Event

Mossman Lecture | Science & Art in a Sixteenth-Century Workshop: Hands-On History in the Making and Knowing Project

Monday, March 22, 2021 17:00to18:00
Livestreamed - Eastern Standard Time

The Mossman Endowment of McGill University presents the Elizabeth B. McNab Lecture in the History of Science. This year's lecture entitled "Science and Art in a Sixteenth-Century Workshop: Hands-On History in the Making and Knowing Project" will be given virtually by Professor Pamela Smith.

 

About the Lecture: In 2020, the Making and Knowing Project (www.makingandknowing.org) released Secrets of Craft and Nature in Renaissance France, an open-access digital edition of an anonymous late sixteenth-century French technical manuscript containing over 900 "recipes" for art objects and technical processes. Over the previous five years, hundreds of collaborators worked to create this edition, including by laboratory reconstructions of the recipes. What lessons for the histories of science and art do we learn from such hands-on history? This lecture will introduce the Project and its edition, and discuss the insights the Project gained into obscure materials, lost techniques, implausible mixtures, and the material and conceptual world of craftspeople in the sixteenth century.

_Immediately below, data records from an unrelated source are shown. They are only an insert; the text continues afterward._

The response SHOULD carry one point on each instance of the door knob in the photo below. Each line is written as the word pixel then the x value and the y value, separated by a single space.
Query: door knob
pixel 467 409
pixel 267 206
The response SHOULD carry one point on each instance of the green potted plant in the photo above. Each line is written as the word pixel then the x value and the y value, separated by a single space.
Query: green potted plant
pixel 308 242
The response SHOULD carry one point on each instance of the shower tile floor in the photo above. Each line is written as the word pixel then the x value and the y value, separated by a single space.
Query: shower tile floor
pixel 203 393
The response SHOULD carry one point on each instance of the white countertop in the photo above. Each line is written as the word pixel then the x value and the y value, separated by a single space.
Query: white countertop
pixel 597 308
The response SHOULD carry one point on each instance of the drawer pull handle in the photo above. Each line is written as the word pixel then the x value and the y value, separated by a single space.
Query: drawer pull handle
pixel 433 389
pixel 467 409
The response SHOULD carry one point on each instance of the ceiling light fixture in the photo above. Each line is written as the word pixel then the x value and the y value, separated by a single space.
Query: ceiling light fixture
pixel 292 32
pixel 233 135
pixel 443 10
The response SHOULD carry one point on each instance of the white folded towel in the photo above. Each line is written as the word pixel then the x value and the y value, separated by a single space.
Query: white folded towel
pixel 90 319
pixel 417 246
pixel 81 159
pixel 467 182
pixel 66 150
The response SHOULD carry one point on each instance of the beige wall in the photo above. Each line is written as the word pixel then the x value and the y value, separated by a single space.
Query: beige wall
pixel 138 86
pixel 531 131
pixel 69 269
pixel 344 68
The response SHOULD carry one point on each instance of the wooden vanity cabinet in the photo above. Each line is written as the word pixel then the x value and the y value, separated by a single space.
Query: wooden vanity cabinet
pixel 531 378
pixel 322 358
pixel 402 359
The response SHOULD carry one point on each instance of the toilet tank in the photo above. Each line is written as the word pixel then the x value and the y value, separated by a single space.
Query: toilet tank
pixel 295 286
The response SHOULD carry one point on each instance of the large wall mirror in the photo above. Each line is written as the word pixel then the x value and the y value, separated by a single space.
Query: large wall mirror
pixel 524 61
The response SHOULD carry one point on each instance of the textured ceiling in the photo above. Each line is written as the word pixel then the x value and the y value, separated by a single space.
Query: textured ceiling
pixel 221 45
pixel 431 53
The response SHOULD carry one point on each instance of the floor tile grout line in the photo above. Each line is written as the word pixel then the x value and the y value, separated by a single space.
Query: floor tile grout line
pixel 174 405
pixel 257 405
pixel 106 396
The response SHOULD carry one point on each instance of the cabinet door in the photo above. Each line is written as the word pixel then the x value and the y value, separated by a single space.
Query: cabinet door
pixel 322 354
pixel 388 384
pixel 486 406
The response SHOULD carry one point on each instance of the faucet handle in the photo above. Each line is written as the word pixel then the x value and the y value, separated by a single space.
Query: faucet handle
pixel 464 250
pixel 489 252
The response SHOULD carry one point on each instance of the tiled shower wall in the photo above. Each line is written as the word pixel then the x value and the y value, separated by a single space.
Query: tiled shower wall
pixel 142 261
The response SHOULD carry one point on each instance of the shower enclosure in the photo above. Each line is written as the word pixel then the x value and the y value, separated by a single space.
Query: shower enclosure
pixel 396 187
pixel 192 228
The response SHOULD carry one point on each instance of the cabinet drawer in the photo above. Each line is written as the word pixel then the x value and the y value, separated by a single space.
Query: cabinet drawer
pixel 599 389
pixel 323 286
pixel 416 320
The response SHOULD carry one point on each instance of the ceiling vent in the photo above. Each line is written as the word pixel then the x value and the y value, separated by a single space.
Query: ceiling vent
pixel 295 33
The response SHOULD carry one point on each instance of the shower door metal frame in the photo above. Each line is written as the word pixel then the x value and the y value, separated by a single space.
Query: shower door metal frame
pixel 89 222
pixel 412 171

Pamela H. Smith is Seth Low professor of history at Columbia University, and founding Director of the Center for Science and Society and of its cluster project The Making and Knowing Project (www.makingandknowing.org). Her articles and books examine craft and practice, and its relationship to scientific knowledge. The Body of the Artisan (2004), and her forthcoming From Lived Experience to the Written Word: Reconstructing Practical Knowledge in the Early Modern World (forthcoming Chicago) make a case for treating craft/art as a way of knowing. In the edited volumes Ways of Making and Knowing (ed. with Amy R. W. Meyers and Harold Cook, pbk 2017) and The Matter of Art (ed. with Christy Anderson and Anne Dunlop, pbk 2016). An edited volume, Entangled Itineraries: Materials, Practices, and Knowledges across Eurasia (2019), deals with the movement of material across Eurasia before 1800. In a collaborative research and teaching initiative, The Making and Knowing Project, she and the Making and Knowing Team investigate the intersection of craft making and scientific knowing by text-, object-, and laboratory-based research on the technical and artistic recipes contained in a sixteenth-century French manuscript BnF Ms. Fr. 640. In 2020 they released a digital critical edition and English Translation of the manuscript, Secrets of Craft and Nature in Renaissance France.


This lecture is supported by The Friends of McGill University Inc. The Friends of McGill University Inc. is a US corporation incorporated in 1945. It provides grants for charitable, scientific, educational, and literary activities, including providing scholarships to enable students from the US to enter McGill University.